The community outreach program at the Muhammad Ali Parkinson's Center in Phoenix, Ariz., has been helping patients adjust to a new normal for over 15 years.
Margaret Ann Coles, program manager at the center, said many patients don’t realize how to take charge of their disease.
"We say, ‘Ok how many hours do you actually spend at the doctor?’ And usually for people, its four to six hours a year,” Coles said. “Then we say, ‘Well who do you think is in charge the rest of the time?’ For people that’s an ‘Ah ha!’ moment, and they go, ‘Oh you're right.’"
The center has exercise classes tailored to Parkinson’s patients, ranging from yoga and tai chi to dance. They also maintain several support groups, art and singing classes, and a golf clinic. The center even has volunteers that do private visits.

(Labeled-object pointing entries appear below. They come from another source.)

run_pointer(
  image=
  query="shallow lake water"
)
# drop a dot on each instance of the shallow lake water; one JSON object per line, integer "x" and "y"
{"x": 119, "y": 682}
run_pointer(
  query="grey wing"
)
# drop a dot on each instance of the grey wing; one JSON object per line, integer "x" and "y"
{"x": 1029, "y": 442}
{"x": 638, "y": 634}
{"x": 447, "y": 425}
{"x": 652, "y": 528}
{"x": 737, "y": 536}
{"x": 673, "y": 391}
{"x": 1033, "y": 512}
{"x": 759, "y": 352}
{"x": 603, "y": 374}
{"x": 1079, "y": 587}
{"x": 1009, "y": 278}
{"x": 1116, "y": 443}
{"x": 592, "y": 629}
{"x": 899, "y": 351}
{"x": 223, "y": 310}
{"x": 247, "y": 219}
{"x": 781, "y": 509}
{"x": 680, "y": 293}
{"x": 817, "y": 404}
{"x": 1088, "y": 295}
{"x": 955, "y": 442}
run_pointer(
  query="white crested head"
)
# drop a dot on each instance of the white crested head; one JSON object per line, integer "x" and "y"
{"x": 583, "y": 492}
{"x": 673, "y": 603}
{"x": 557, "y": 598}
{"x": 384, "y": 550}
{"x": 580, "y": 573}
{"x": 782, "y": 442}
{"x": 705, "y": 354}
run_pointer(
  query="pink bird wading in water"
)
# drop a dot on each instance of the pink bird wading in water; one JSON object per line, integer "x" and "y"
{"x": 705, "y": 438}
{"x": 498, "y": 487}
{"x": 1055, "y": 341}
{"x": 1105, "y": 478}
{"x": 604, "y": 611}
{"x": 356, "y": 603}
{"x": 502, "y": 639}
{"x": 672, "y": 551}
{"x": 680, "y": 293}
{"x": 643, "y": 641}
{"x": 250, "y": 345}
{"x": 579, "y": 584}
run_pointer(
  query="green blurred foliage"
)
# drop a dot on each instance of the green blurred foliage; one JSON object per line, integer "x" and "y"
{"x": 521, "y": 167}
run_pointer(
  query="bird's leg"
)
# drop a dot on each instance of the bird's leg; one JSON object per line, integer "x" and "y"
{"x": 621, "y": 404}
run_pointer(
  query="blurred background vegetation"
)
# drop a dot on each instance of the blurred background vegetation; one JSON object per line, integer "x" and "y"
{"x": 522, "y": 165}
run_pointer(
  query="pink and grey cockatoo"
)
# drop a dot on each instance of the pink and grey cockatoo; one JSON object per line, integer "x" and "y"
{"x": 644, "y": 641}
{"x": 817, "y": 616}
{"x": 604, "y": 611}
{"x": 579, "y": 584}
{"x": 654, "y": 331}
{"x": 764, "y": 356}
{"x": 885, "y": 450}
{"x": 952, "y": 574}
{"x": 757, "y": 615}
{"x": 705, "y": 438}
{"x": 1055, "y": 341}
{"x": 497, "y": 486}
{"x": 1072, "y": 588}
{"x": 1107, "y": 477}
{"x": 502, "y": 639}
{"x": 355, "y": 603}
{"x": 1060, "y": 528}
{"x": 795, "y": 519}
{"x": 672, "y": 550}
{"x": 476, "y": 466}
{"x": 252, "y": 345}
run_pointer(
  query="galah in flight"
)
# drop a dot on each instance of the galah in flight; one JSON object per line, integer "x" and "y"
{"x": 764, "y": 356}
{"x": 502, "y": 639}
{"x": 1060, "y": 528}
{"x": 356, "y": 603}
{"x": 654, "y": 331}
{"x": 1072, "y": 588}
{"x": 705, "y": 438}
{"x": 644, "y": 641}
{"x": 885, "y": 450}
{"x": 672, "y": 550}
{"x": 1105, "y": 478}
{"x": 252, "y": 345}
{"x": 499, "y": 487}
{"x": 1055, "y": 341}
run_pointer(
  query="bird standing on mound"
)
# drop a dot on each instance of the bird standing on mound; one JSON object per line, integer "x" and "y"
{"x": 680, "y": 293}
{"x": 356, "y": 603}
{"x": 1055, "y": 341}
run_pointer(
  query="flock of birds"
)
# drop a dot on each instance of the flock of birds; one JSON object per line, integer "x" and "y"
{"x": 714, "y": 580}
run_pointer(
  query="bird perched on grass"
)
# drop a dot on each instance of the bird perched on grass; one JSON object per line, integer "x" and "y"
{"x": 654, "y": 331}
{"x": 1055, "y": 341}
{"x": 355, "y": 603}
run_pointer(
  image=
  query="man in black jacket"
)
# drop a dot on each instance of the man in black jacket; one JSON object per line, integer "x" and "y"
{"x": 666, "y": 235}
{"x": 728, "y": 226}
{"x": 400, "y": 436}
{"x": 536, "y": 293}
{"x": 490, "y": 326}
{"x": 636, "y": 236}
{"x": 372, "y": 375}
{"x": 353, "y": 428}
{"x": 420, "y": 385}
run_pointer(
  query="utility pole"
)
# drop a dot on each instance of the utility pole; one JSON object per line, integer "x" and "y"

"What we wanted to do was figure out a way to get into people’s homes who weren't interacting with the system,” Coles said, “in order to help them live a better life with Parkinson’s."
The program is the only one in the country delivered in both English and Spanish, and it's offered free of charge thanks to generous donations.
An expansion project is in the works, ensuring that even more Parkinson’s patients will benefit from the Ali Center's programs.
"This is about wellness, not about illness, so consequently our outreach program is based on that,” Coles said. “Looking at how do we help people achieve the very best, how do they live their life every day? And so when someone comes to us and says, ‘I wish I could,’ we try to figure out a way to make it happen for people."